The album kicks off with "Honey", a soulful love-letter to adolescence and a celebratory trip-hop trip down memory lane. Inspired by an unearthed cassette tape of music made in her teens, the song sees Brun reconnect with her younger self's bold optimism. That initial, unbridled joy and innocence are slowly wrapped in darkness as the record progresses. On the smoldering title track, she channels 1990s downtempo and Sainkho Namtchylak at her most ethereal, as Brun's lilting voice floats high above dense, knotty beats. Her latest single "Crumbs" never quite lifts off, even as it embraces a delightful doo-wop for the 21st-century vibe. Joined by the background vocals of Jennie Abrahamson and Linnea Olsson, this Julee Cruise meets the Ronettes number perfectly describes the claustrophobic feeling of being trapped in a dead-end, co-dependent affair, but it meanders melodically.

One listless song aside, After the Great Storm, is full of striking highlights like the Knife-esque, rapturous banger "Take Hold of Me", the anguished yet hopeful closer "We Need a Mother", and haunting environmental anthem "Feeling Like I Wanna Cry", with its slinky, skittering percussion and sumptuous visuals.
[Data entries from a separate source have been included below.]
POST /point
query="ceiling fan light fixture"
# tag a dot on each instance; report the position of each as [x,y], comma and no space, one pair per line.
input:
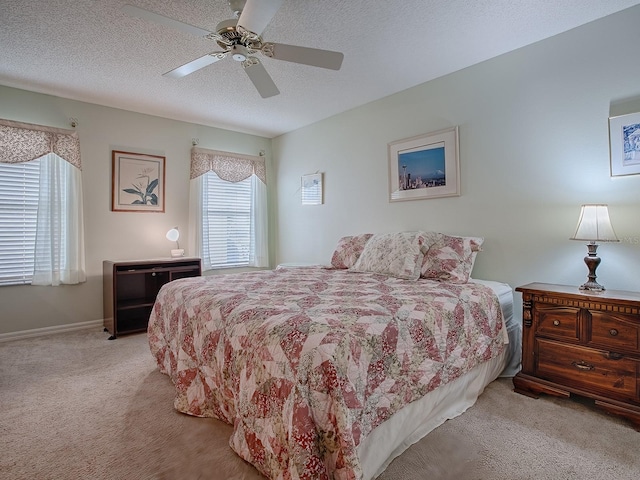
[237,6]
[227,26]
[239,53]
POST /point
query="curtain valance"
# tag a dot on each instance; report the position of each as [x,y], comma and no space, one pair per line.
[232,167]
[23,142]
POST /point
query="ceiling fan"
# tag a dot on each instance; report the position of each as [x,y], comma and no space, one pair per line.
[240,38]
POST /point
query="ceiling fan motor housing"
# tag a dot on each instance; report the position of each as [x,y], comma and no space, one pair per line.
[239,53]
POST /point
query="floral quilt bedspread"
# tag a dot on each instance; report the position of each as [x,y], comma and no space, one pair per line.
[305,362]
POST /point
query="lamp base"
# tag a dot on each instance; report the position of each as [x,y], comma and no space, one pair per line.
[592,260]
[592,287]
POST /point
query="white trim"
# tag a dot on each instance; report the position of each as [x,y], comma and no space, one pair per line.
[37,332]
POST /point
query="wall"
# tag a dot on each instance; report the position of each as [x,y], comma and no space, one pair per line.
[112,235]
[534,146]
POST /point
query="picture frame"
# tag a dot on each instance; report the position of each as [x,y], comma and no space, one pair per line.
[424,167]
[311,188]
[138,182]
[624,144]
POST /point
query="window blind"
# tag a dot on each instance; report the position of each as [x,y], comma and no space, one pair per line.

Each frame of this astonishing video brims with breathtaking flowers that wither and bloom. An elegant meditation on death, "Fingerprints" is one of the most beautifully penned tracks of the year, on par with Danish singer-songwriter Agnes Obel's equally hypnotic "Island of Doom". In seven exquisite minutes, Brun bottles her grief for us as she sings, "I miss you" over and over like a mantra, reflecting on that loss. Like an echo from the past, she reminds us that those who have departed from this life linger long after they have passed through that final door.

Six months after it dropped this February, the eastern-imbued single "Don't Run and Hide" still stops you dead in its tracks. With its infectious chorus, cascading strings, and a rallying call for empathy, Brun becomes the ultimate cheerleader. Begging you to fight the demons of self-doubt, she sings, "Fear is choice, a lonely exile / It's a cloud dimming the landing lights / When you find yourself between reality and dreams / Accept and breathe." It is the first track she wrote during her session in the mountains, and it will remain one of the absolute highlights of this album for years to come.

In a season full of shockingly good releases, Ane Brun's eighth album of original music is a slow-burning delight, full of melodies that linger long after the record has stopped spinning. For 47 minutes, she holds her aching heart up to the sun, begging for warmth and some semblance of order to all the chaos that surrounds her, yet she is defiantly tethered to hope. These bruised, elegant songs cut to the core of what it means to be uniquely human. With the arrival and subsequent onslaught of COVID-19, death has quickly moved into the foreground of our global thoughts, and Brun's latest collection is a reminder that life has an expiration date, and every ticking second is a gift.